Social media: that defining plague of our generation. Everyone has an opinion on it. And, in the wake of recent scandals like the Russian election interference via Facebook, many opinions are shifting from those of the “I don’t see the big deal” variety to the “Good Lord, I’m sort of low-key addicted to Facebook, and maybe that’s changing the ways that I interact with the world around me” variety.

Of course, panic over social media is nothing new. Studies have shown a correlation between prolonged use of social networking sites and signs of depression; other studies have demonstrated a link between low self-esteem and prolonged use of those same sites. And in Silicon Valley, in an ironic and vaguely terrifying twist, the very same people who are running our most popular social media sites are increasingly banning their children from “screen time” generally. 

Athena Chavarria, former executive assistant at Facebook and current employee at the Chan Zuckerberg Initiative, summed up the collective parental hysteria more succinctly, saying, “I am convinced the devil lives in our phones and is wreaking havoc on our children.” 

So, in summary: social media is bad; millennials addicted to social media are bad; parents who allow their children screen time are bad. What’s that, you say? You went on Facebook for an hour yesterday and watched an hour of Tasty videos, and you still, somehow, have the gall to think that you’re a decent person? We condemn you, roundly. You only communicate with your friends from home over Snapchat? Nice going, devil-worshipper. 

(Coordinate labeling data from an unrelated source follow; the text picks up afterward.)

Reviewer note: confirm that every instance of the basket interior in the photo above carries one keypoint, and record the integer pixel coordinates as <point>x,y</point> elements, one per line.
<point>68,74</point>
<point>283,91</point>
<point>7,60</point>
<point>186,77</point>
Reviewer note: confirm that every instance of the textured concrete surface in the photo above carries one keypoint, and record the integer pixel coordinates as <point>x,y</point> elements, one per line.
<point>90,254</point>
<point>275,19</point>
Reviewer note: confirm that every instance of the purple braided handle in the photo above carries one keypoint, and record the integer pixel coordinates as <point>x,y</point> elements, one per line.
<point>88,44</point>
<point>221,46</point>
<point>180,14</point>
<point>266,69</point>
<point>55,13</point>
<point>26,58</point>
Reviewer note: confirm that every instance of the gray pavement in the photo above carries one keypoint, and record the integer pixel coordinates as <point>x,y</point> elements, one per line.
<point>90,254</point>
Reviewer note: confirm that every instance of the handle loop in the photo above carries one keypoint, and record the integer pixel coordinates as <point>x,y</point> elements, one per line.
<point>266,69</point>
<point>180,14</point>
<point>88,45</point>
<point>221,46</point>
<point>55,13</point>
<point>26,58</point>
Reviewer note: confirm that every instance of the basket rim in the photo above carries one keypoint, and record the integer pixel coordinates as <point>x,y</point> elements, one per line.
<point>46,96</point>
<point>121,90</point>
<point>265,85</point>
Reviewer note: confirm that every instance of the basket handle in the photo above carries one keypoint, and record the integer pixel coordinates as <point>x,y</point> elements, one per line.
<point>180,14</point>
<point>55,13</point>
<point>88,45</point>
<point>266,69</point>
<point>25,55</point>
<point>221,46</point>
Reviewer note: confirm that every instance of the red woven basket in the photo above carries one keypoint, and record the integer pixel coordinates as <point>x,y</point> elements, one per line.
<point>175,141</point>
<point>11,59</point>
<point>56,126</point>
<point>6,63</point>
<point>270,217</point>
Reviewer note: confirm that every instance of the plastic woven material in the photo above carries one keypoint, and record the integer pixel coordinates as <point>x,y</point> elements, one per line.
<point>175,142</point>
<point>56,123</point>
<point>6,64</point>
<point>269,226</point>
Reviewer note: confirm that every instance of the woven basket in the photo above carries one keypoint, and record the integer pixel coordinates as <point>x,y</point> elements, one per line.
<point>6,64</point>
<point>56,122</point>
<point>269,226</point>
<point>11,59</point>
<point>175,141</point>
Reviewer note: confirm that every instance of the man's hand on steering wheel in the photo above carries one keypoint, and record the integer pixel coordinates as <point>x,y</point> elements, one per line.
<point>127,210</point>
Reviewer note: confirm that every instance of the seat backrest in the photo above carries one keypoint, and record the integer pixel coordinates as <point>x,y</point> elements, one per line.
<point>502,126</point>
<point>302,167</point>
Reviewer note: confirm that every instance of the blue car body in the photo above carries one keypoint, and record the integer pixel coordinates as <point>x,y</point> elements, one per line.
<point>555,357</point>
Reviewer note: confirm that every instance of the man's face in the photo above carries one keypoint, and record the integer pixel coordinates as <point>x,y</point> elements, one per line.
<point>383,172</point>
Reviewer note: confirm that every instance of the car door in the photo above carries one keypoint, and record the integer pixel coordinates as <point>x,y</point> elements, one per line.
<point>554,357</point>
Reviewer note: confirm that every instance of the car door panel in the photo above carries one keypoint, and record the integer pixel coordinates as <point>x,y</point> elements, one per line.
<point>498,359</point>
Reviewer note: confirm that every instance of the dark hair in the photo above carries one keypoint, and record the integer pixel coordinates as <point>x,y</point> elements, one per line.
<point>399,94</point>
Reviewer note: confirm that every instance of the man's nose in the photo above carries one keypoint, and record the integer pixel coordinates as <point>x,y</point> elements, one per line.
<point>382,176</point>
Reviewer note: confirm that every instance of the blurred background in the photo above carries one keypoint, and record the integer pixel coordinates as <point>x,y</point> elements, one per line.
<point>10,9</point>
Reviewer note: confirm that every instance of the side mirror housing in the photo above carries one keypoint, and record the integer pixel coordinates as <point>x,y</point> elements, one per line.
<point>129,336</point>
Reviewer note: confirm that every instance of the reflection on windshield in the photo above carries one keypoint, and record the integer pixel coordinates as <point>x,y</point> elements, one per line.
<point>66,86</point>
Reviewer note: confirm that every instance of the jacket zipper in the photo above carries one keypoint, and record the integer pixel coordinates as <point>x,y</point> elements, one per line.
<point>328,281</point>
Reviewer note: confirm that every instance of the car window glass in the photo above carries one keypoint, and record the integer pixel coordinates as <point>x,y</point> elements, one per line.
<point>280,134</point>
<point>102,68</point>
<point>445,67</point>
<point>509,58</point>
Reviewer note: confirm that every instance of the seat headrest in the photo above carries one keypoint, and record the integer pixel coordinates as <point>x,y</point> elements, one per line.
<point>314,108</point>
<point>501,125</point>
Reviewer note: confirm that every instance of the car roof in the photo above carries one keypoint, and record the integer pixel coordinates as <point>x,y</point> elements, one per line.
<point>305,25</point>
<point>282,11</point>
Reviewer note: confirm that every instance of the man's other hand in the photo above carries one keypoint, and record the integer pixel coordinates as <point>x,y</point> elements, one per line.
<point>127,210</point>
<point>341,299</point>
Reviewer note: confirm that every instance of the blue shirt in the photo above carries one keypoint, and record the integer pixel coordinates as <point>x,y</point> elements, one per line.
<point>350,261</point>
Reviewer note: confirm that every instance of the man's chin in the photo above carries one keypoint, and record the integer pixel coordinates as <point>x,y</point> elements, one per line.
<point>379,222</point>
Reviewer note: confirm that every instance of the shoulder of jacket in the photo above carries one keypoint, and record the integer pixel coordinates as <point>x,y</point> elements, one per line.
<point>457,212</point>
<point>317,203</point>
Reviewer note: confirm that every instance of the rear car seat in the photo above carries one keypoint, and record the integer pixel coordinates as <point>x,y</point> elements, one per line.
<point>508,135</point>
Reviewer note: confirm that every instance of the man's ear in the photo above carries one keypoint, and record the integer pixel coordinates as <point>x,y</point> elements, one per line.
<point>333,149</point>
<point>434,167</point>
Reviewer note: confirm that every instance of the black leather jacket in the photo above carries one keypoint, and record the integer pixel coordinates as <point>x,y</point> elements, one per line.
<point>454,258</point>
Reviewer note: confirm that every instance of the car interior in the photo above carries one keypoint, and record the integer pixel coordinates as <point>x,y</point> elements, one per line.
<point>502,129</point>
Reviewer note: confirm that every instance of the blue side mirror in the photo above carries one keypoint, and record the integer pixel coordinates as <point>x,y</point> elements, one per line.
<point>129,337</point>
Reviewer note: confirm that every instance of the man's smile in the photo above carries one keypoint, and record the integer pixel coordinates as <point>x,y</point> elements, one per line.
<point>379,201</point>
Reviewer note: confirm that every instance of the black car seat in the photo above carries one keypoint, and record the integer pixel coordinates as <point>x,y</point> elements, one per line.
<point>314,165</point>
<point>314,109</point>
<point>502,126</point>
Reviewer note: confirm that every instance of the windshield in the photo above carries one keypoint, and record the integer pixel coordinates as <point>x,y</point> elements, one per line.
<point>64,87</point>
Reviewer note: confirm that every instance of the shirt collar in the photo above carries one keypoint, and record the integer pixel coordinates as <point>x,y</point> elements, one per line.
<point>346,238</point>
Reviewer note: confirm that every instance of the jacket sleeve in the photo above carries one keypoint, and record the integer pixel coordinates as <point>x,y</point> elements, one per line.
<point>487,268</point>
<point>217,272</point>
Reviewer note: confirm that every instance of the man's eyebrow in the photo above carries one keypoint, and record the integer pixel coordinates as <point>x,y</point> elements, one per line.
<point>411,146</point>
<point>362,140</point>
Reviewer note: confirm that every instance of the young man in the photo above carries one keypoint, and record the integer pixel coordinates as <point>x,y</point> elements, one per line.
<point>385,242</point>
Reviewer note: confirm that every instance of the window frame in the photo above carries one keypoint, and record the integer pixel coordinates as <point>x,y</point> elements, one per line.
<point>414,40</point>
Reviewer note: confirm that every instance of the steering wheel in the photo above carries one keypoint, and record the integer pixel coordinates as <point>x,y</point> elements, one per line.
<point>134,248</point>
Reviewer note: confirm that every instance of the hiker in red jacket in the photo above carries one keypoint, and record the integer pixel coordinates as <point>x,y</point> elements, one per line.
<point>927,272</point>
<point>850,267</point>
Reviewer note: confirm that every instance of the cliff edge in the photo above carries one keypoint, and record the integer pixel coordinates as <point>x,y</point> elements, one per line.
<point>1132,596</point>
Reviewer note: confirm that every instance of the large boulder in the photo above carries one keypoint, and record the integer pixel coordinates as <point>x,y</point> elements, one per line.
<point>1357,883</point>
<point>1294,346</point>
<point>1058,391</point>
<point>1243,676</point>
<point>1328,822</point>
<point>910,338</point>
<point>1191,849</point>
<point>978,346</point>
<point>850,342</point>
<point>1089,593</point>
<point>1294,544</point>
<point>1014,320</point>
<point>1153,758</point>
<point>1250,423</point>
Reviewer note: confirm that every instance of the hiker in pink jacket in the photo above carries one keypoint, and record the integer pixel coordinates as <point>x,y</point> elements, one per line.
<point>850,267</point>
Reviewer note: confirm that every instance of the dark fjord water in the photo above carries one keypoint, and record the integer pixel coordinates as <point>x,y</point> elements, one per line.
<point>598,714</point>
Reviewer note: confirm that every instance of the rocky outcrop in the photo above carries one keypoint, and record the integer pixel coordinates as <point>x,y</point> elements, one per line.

That being said, with all the panic about big tech and SNS (Social Networking Sites), we here at Editorial Board were interested in exploring a more optimistic piece of social media news from this past week. 

In a recent two-week period, Snapchat reported that over 400,000 of their users had registered to vote through their app. Snapchat users were given a button urging them to register on their profile pages, and were sent video messages reminding them to register. The app then sent them to TurboVote.org, a nonpartisan voter registration website. 

So, in summary: registering to vote is good; getting 18-24 year olds, who are consistently unreliable voters, to vote is good; Snapchat is… not as bad as most of us assume it is?

It’s easy – and by easy, we mean lazy, conformist and uncritical – to unendingly demonize social networking sites. They are easy to mock. They make people, ourselves included, act in strange, performative and petty ways. They encourage, in many cases, a deliberate gulf between “real” life and internet branding of real life. (We put “real” in quotes because, honestly, internet life is a part of real life now.) Instead of mocking from a distance, though, isn’t it more interesting, and more optimistic, to grapple with the very real positive and negative consequences that social media sites have for our daily lives? 

So, in summary: social media is maybe, possibly not just a platform for vapid meaninglessness, but a force to be reckoned with. Go vote!